Olympic Meddling

In last week’s Takimag column, Theodore Dalrymple continues his merciless critique of the shamelessly ‘woke’ and utterly disordered Summer Olympic Games in Paris.

But the desire not to offend, laudable as it is, cannot require people to twist their minds to accommodate obvious falsehoods and repeat them as if they were true.

A Kind Word for Stupid

In the August issue of New English Review, the good doctor recounts the murder of a radical leftist English academic (i.e., a typical Western useful idiot) in Cambodia at the hands of the mass-murdering communist regime of Pol Pot.

There can, I suppose, be few greater ironies than to be murdered by the regime which you have been defending of your own free will only an hour or two earlier.

Cultural Decay Can Hardly Go Further

Our distraught doctor scrutinizes the disgraceful, decadent, and degraded debacle that was the opening ceremony of the Paris Summer Olympics.

Apart from the generalized vulgarity of it, by comparison with which King Farouk had the taste of Lorenzo the Magnificent, the parody of the Last Supper by transvestites and others would have been more than enough to convince any Islamist that the West was a fruit ripe for the plucking, and many an ordinary Muslim that Islam, at least, should not, and probably could not, descend to this. Cultural decay can hardly go further.

Medaling With Paris

Our concerned doctor opines on the (mostly) deleterious effects of the Summer Olympics on the denizens of the French capital.

Most of the people to whom I have talked, both in Paris and elsewhere, regarded the Games beforehand with gloom and a sense of foreboding. They thought of them as the pet project imposed on the population by a self-promoting, not to say megalomaniac, political class.

A Crisis of Democratic Legitimacy

Over at Law & Liberty, our ‘democratic’ doctor weighs in on the crisis of political legitimacy in Britain and France in light of the recent elections held in the two countries. Coincidentally, just this morning I started re-reading a relatively unknown but highly thought-provoking and relevant book with the forceful title The End of Democracy, written by Christophe Buffin de Chosal.

No doubt there were many among the 40 percent who simply, or habitually, could not be bothered to cast their vote; but before the election, I heard many people who usually voted say that they would not vote this time because of their disenchantment with the political class as a whole (not that they have been exactly enchanted with it for a long time).

A Waste of Energy

In this week’s Takimag, the dubious doctor denounces the devastating and absurd radical green policies of the new British government while also admonishing the Swedes for slowly turning parts of their country into Third-World refugee camps and other parts into chaotic ganglands.

To use farmland in a very overcrowded country to erect thousands of unsightly windmills bespeaks a kind of Marxist hatred of the countryside, and of the rural idiocy to which Marx referred.

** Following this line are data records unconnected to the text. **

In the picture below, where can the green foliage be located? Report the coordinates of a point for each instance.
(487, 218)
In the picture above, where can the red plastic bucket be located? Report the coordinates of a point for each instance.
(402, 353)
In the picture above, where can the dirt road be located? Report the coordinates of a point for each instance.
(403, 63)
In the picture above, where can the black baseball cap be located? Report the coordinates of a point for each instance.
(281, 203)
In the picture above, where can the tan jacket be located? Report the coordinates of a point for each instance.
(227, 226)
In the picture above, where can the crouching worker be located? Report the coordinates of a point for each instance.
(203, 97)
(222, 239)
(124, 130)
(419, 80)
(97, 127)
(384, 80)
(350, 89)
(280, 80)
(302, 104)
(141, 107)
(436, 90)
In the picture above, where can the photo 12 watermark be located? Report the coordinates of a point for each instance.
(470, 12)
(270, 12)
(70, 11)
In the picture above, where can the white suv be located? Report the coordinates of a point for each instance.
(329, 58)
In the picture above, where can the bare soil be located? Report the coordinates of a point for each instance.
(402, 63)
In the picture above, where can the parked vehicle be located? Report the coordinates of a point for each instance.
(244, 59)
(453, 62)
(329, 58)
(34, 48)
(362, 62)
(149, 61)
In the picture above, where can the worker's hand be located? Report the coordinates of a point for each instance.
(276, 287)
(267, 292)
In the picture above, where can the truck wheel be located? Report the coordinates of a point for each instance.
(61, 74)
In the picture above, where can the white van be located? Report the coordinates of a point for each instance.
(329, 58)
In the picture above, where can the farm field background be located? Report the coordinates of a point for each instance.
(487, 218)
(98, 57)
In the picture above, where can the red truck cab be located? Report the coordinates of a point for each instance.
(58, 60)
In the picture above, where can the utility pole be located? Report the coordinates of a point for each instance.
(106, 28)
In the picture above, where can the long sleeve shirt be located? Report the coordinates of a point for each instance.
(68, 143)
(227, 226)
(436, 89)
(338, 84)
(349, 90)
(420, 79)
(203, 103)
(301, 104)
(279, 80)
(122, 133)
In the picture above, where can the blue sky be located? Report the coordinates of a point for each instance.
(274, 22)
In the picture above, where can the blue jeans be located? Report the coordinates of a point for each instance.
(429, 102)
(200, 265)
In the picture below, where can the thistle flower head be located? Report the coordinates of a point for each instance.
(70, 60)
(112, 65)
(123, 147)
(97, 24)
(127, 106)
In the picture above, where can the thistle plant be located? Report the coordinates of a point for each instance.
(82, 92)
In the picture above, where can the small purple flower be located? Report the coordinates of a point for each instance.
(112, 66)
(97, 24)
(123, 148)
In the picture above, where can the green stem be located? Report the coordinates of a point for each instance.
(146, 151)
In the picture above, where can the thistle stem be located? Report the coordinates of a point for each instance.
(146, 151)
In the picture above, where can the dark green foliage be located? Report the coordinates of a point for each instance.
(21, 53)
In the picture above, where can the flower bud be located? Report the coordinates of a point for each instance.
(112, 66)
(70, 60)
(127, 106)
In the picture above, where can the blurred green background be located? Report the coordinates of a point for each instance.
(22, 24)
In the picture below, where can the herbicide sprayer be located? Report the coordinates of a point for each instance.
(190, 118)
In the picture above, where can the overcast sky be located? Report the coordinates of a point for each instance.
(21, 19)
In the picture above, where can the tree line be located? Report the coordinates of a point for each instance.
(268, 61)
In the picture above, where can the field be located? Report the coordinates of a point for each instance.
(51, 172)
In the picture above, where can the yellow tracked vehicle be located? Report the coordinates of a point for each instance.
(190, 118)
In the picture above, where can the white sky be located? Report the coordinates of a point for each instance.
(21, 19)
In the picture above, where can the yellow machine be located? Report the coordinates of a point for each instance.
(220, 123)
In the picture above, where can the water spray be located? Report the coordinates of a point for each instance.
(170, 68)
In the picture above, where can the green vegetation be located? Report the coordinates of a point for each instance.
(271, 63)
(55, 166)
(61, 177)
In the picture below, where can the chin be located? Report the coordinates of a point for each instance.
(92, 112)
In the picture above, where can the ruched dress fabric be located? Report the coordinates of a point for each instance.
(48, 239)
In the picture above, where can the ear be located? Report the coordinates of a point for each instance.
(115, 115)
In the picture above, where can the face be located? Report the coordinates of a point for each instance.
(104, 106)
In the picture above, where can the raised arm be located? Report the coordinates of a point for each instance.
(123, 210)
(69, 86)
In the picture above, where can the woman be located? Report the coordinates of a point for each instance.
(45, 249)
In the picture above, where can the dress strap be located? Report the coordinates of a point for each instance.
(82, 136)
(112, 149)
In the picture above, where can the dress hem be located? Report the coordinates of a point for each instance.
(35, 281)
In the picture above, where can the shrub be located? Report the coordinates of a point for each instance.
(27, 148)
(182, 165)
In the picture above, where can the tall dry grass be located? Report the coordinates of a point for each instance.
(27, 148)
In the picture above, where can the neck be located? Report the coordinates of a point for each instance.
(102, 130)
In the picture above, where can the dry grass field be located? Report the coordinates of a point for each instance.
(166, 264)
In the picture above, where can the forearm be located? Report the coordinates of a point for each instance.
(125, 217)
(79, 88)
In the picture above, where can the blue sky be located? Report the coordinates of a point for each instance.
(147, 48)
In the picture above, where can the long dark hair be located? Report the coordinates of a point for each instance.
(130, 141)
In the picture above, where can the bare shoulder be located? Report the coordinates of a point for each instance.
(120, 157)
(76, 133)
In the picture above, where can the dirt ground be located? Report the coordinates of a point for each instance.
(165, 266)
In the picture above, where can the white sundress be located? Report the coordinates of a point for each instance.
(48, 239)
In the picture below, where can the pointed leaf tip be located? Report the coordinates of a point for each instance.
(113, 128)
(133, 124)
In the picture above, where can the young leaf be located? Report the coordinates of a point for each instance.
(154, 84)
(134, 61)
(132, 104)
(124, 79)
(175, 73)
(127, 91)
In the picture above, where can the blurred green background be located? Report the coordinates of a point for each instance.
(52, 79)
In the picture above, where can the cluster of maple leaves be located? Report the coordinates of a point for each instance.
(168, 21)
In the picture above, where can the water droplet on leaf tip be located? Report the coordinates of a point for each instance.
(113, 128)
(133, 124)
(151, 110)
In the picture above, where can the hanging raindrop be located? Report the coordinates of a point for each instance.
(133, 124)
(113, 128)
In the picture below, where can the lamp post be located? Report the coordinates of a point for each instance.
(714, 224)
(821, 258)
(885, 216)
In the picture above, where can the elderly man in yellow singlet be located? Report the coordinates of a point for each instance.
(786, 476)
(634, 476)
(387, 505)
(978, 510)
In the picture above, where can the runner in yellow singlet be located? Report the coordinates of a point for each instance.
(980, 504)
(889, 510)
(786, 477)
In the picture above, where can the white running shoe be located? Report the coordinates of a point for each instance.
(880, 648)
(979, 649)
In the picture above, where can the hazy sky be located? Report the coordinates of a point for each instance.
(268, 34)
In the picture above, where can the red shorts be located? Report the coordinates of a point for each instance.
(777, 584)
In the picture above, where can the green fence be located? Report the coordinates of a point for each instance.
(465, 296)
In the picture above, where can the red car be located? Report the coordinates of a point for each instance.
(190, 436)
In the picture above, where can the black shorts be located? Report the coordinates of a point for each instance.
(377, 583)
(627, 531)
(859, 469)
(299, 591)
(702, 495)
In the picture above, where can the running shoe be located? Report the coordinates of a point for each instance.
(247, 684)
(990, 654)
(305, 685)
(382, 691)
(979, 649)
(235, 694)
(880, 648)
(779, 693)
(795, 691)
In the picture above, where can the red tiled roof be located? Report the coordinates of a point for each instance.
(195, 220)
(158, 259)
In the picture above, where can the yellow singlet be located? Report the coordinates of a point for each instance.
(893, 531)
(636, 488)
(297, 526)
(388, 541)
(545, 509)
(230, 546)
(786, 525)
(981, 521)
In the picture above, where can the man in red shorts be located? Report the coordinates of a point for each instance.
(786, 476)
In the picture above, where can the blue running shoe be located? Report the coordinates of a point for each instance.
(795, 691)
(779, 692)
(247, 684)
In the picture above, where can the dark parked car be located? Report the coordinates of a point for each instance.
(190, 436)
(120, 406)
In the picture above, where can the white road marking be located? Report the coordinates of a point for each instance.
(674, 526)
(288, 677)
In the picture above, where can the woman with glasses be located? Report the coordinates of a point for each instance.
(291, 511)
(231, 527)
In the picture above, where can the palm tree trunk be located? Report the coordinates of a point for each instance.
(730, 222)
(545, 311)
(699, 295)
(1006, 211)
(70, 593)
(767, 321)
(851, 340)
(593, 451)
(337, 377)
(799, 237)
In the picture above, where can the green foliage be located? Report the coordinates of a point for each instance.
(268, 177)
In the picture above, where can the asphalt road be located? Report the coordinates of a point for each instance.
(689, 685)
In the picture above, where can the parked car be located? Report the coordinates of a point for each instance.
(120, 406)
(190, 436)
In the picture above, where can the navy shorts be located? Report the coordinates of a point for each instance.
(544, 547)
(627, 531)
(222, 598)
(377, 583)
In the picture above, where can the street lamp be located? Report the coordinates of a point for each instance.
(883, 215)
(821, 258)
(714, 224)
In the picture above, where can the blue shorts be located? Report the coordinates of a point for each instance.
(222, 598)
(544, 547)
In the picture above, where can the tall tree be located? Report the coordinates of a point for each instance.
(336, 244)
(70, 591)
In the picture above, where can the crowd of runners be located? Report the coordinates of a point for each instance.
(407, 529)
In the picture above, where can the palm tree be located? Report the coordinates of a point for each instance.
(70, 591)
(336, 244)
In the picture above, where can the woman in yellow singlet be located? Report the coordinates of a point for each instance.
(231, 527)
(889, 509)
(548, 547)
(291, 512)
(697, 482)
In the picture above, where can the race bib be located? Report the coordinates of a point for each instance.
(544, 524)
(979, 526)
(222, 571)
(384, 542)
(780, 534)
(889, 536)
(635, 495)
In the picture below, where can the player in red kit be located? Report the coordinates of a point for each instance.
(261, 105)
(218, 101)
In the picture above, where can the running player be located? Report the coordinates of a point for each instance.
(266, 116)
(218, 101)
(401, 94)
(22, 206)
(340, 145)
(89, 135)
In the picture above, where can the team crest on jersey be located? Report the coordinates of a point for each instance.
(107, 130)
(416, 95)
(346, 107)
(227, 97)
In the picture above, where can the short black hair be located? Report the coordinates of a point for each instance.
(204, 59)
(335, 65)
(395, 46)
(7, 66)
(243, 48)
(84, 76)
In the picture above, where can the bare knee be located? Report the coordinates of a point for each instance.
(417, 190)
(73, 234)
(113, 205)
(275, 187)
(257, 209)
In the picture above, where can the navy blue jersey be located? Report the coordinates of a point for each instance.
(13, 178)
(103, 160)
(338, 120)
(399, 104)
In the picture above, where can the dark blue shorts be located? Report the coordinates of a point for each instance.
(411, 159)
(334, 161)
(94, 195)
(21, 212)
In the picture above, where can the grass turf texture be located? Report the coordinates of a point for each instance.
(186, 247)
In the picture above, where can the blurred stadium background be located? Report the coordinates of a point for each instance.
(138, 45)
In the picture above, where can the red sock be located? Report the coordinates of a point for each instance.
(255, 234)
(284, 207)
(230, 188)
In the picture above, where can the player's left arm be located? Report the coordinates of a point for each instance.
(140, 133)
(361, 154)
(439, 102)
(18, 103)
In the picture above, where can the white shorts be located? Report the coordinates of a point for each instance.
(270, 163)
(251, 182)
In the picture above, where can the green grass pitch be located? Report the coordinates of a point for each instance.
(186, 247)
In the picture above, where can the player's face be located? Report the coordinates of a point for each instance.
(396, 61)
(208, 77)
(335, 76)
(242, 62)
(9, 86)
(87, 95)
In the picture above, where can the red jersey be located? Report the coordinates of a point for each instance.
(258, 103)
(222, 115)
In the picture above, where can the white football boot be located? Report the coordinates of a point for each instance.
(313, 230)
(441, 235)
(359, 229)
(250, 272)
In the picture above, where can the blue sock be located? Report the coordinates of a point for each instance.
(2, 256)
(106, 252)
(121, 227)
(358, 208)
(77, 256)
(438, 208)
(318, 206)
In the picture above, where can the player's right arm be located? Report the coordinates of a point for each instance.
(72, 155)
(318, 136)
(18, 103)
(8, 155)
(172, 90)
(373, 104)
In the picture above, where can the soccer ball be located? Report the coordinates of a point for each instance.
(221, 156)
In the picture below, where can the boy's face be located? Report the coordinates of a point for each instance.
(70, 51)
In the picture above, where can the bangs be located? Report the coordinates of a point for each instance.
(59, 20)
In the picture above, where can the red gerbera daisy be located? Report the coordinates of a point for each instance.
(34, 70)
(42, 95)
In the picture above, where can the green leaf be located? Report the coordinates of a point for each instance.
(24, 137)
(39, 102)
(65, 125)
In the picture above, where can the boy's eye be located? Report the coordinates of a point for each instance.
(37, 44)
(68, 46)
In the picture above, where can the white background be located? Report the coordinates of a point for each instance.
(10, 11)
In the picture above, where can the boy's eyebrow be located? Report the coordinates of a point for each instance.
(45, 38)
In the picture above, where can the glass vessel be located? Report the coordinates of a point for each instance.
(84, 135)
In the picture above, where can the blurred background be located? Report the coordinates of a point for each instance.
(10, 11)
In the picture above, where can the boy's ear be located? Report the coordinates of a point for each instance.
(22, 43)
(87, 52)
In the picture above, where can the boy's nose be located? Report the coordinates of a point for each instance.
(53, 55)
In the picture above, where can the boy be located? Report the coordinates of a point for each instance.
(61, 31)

Unsightliness is of no concern to environmentalists, who perceive notional emissions of carbon dioxide more vividly than what they see with their eyes.

It Always Surprises Me

In the June issue of The Salisbury Review, our quizzical doctor deplores the rise of obnoxious acts of self-exhibitionism and wanton vandalism on the part of radical greens.

The one thing that the fanatics do not concern themselves with is civilization. They have been taught to regard the very concept of civilization with irony, and as suspect, because (of course) the great achievements of the past were built in conditions of injustice, inequality and so forth. Thus, they are tainted by their origins, and therefore of no moral value.

Little Platoons of Monomaniacs

In last week’s Takimag, our troubled doctor compares former communist countries with our own liberal democratic societies and finds an uncomfortable level of similarities.

I do not think anyone in the West would have equated personal rectitude with adherence to a single ideological vision, but I think it quite common now. If you want to know whether a person is good or bad, ask what his opinions are. If they are correct, he is a good man; if they are wrong, he is a bad man.

Because I Say So

Over at Australia’s Quadrant, the skeptical doctor contemplates modern-day democratic dissatisfaction, the growth in the power and arrogance of our bureaucrats, and the political climate in Britain, France, and the USA.

Dissatisfaction being the permanent condition of mankind, it behoves us to put our dissatisfactions into some kind of perspective. If we do not, we shall mistake inconveniences for tragedies and, what is perhaps worse, tragedies for inconveniences. Without any knowledge of history, or even appreciation that history is important, it is impossible to achieve perspective; and one should never forget that it is easier to effect change for the worse than for the better.